Plants; Probably nothing fancy. I have quite a bit of amazon frogbit, vallisneria, and hornwort growing in my aquariums, and some of that will doubtless get into the bin (and the excess plants inevitably produced may be sold at the end of the season). Not sure whether I will include a marginal plant (you'll see why below). Likely no water lilies but may add a cheaper surface covering plant like water hawthorn or Marsilea mutica.
Fish; No clue. Again, this is a storage bin, so I may refrain from adding fish in the event the bin breaks under the water pressure (am I being too paranoid about that possibility?).
Other; I will likely add some crushed coral to maintain water hardness. There will be pond netting over the bin to keep animals (and small children) out; the pond netting will be held in place by concrete blocks on the ground. I will likely fill the bin about a month before I add plants so that I can make sure it is strong enough before I risk adding anything living.

Don't hesitate to offer suggestions on how I can maximize my odds of success here! Thanks for reading :)

I have several Sterilite “ponds” and sone Craftsman bins for stuff.

Those are like a champagne glass compared to a bank window lol

Those Craftsman are tough. I barely have a thought to the thin bins. Wouldn’t even blink with the Craftsman.
 

Joshaeus

I have several Sterilite “ponds” and sone Craftsman bins for stuff.

Those are like a champagne glass compared to a bank window lol

Those Craftsman are tough. I barely have a thought to the thin bins. Wouldn’t even blink with the Craftsman.
I take it that the craftsman bin is unlikely to crack? I will say that it took an unusual amount of effort to drill the three drainage holes into the bin...
 

OutsideFoodBlob

Sounds like a solid container and a solid plan. I’d just suggest doing some risers to make shallower areas that would attract frogs or such. Otherwise with no water movement it just will become mosquito breeding ground.
Regardless I think it’s awesome that you are planning on repurposing it and hope it all comes together.
 

Flyfisha

Hi all ,
Australian mosquitoes breed quite happily in water even if it has a sponge filter or two moving the water around. I don’t know but I would assume that’s the same all over the world?

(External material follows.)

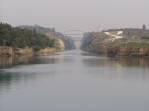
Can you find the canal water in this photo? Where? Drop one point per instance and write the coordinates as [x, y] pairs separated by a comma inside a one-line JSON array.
[[75, 81]]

I have just two words on the fish suitable Joseaeus Rice fish.
image.jpg
 

Joshaeus

Thanks! I was thinking of using a milk crate as a stand for a marginal plant or two (it would also double as cover for fish under the marginal). If the bin is unlikely to crack I may opt to put fish in it...ricefish are definitely a viable idea.
 

OutsideFoodBlob

Thanks! I was thinking of using a milk crate as a stand for a marginal plant or two (it would also double as cover for fish under the marginal). If the bin is unlikely to crack I may opt to put fish in it...ricefish are definitely a viable idea.
If you have any spare bricks or landscaping pavers you could put those around the outside. They would keep sides from bowing from water weight and if you wanted them as tall as the sides then could put potted plants on top. Bonus they would hide the container. Really the possibilities are endless!
 

BlackOsprey

If you can't do fish or other mosquito predators (or even if you can, actually), you can use Mosquito Dunks to stop them from breeding in your pond. They're blocks containing a natural bacteria that kills inverts like the larvae, while keeping the water perfectly harmless for fish and other more desirable critters.